The fear will only dissipate if President Barack Obama manages to convince Congress to raise the country's debt limits. Right now, Obama is in the White House press room explaining the actions the United States needs to take to avoid the risk of default in August. With debts of US$14,3 trillion, the president seems confident he will find a way out, although he appears evasive. "We will find ways to resolve this serious issue," Obama said a short while ago. "This discussion had to happen someday. And it's happening now."
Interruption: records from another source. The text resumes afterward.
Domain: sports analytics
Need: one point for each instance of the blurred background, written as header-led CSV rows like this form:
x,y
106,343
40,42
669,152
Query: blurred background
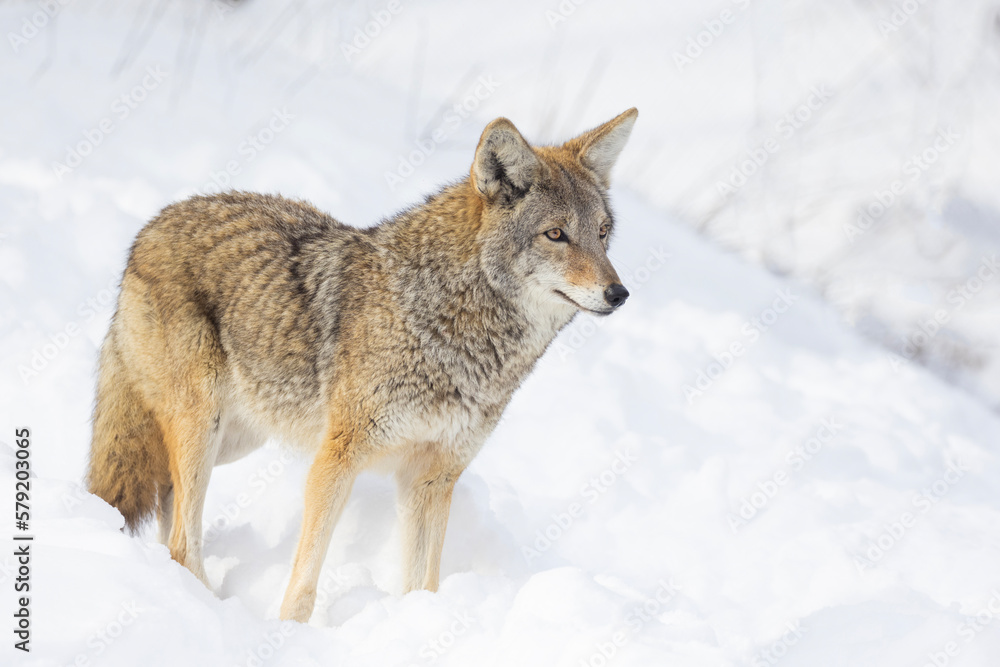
x,y
850,144
842,153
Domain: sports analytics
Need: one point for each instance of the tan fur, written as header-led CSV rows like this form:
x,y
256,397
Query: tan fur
x,y
244,316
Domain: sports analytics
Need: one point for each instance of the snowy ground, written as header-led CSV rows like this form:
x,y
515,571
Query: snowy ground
x,y
730,471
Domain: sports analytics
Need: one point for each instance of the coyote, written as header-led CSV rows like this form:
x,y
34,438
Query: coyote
x,y
245,316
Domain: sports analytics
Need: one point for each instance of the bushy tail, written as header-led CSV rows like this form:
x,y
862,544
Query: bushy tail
x,y
127,455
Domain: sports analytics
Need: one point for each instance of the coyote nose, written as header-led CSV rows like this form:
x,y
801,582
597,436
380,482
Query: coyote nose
x,y
615,295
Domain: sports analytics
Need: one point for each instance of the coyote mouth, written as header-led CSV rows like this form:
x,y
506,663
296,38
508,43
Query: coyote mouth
x,y
589,310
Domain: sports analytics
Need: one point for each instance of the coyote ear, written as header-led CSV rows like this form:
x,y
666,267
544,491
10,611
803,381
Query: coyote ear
x,y
505,166
598,149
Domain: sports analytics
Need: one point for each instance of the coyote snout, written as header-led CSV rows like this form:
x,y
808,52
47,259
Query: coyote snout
x,y
245,316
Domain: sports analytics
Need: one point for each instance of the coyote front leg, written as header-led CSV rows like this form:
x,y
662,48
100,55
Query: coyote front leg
x,y
328,487
425,486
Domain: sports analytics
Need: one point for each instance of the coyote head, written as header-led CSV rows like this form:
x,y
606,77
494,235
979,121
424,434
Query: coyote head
x,y
546,218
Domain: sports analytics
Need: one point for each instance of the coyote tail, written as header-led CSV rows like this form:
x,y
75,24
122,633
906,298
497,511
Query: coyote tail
x,y
127,454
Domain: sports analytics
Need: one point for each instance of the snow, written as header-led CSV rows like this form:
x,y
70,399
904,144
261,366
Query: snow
x,y
744,466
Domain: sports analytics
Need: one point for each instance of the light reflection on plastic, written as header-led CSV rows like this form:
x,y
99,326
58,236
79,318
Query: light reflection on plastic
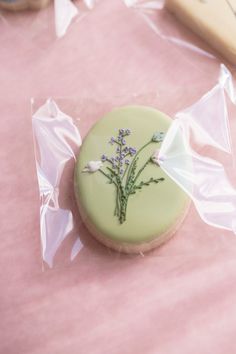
x,y
54,132
202,177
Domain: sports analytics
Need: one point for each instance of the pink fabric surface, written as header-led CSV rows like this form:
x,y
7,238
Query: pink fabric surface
x,y
181,299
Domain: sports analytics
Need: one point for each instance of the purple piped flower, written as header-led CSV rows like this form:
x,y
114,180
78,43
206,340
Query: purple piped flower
x,y
103,158
132,151
112,140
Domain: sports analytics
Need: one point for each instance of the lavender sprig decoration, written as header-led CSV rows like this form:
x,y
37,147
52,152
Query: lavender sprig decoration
x,y
122,169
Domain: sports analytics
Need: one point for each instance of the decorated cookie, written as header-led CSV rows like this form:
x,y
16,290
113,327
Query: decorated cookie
x,y
213,20
125,199
16,5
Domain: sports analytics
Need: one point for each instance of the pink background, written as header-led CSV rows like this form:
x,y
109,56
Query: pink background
x,y
181,299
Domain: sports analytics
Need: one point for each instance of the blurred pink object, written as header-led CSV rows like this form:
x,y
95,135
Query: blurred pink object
x,y
181,299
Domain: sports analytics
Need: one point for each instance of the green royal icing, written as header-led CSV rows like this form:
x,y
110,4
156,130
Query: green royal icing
x,y
141,214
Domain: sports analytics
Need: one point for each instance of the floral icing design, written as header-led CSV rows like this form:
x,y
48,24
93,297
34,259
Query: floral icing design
x,y
122,169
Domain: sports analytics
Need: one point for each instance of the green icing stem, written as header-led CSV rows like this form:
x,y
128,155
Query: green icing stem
x,y
151,212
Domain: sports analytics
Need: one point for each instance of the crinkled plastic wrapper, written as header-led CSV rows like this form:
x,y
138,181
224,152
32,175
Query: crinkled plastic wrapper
x,y
202,164
44,19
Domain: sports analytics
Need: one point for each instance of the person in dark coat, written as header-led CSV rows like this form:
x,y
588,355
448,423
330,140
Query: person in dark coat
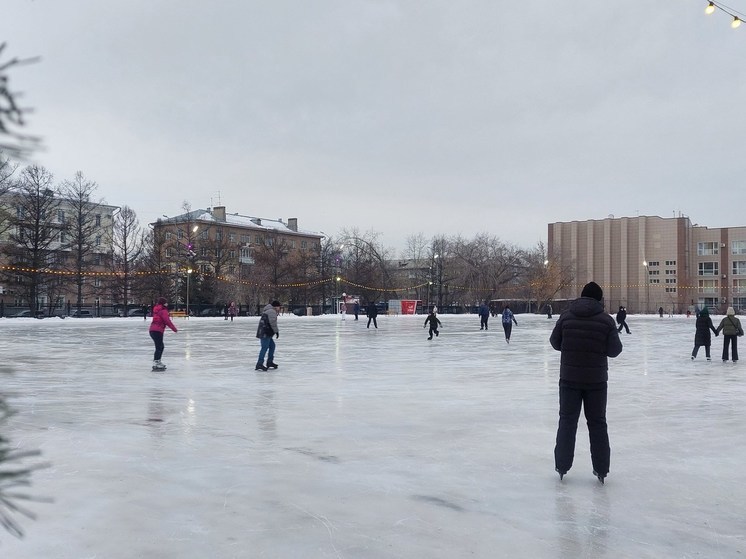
x,y
586,336
702,334
372,311
434,323
621,319
508,320
484,316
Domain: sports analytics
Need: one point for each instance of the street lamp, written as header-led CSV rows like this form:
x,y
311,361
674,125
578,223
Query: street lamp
x,y
189,273
647,286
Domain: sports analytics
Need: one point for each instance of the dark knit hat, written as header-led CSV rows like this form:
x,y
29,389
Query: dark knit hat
x,y
592,290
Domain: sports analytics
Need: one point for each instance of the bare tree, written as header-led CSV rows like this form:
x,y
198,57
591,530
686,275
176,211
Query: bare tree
x,y
81,228
12,114
127,246
35,233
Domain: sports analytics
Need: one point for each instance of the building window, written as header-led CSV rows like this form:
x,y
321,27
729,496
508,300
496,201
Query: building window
x,y
708,286
708,269
738,247
739,286
708,249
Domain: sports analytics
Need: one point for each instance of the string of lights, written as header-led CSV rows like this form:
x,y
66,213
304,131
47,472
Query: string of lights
x,y
737,16
340,280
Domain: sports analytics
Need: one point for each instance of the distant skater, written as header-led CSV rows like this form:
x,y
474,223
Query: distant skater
x,y
484,316
265,331
702,333
508,320
161,319
731,328
586,336
372,312
432,319
621,319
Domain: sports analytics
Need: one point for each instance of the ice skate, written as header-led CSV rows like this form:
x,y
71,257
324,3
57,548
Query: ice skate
x,y
158,365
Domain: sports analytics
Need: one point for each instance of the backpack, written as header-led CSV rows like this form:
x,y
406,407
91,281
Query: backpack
x,y
265,329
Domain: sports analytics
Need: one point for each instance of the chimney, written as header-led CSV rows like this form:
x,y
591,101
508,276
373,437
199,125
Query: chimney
x,y
218,212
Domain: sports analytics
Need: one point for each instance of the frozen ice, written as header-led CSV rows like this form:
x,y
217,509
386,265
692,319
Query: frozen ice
x,y
367,443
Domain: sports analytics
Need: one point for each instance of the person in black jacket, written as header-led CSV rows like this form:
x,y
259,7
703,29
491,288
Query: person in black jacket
x,y
621,319
702,334
586,336
372,311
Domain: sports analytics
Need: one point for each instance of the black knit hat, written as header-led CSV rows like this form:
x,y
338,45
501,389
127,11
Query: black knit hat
x,y
592,290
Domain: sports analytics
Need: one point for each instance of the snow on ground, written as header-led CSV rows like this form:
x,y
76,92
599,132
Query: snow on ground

The United States is heading towards an unprecedented default on its debts to the market. Last night, a meeting at the White House between President Barack Obama, Vice President Joe Biden, and eight members of the US Congress, including the Speaker of the House of Representatives, John Boehner, ended without practical results. The government wants to operate without the $14,9 trillion debt ceiling – which will be reached on August 2nd. From that date, under current rules, the American administration will no longer have the resources to meet its commitments, such as redeeming bonds held by investors worldwide. Congress, however, refuses to release the government from the debt ceiling without obtaining, in return, measures to increase tax revenue and cut public spending. The most that the White House meeting produced was the scheduling of a new meeting for today. "The president was visibly frustrated," one of the participants told USA Today.

The demand from lawmakers to raise the US debt ceiling is for a federal program that would increase revenue by $1 trillion and reduce government spending by $3 trillion. The problem is that Obama and Biden's promises in this regard are not convincing Republicans, who refuse to release more money for the government to meet its existing commitments. If the impasse continues, it will lead to default starting August 2nd.

The prospect of the world's largest economy defaulting on its debt is raising tensions at the highest levels of the global economy. "I can't imagine for a second that the United States could default," IMF Managing Director Christine Lagarde told The Wall Street Journal. "That would be a real shock and bad news for the US economy." She added that a US default would "certainly compromise the stability" of the global economy. "I hope there will be enough intelligence from both parties and an understanding of the challenge that lies ahead for the United States, but also for the rest of the world," she stated.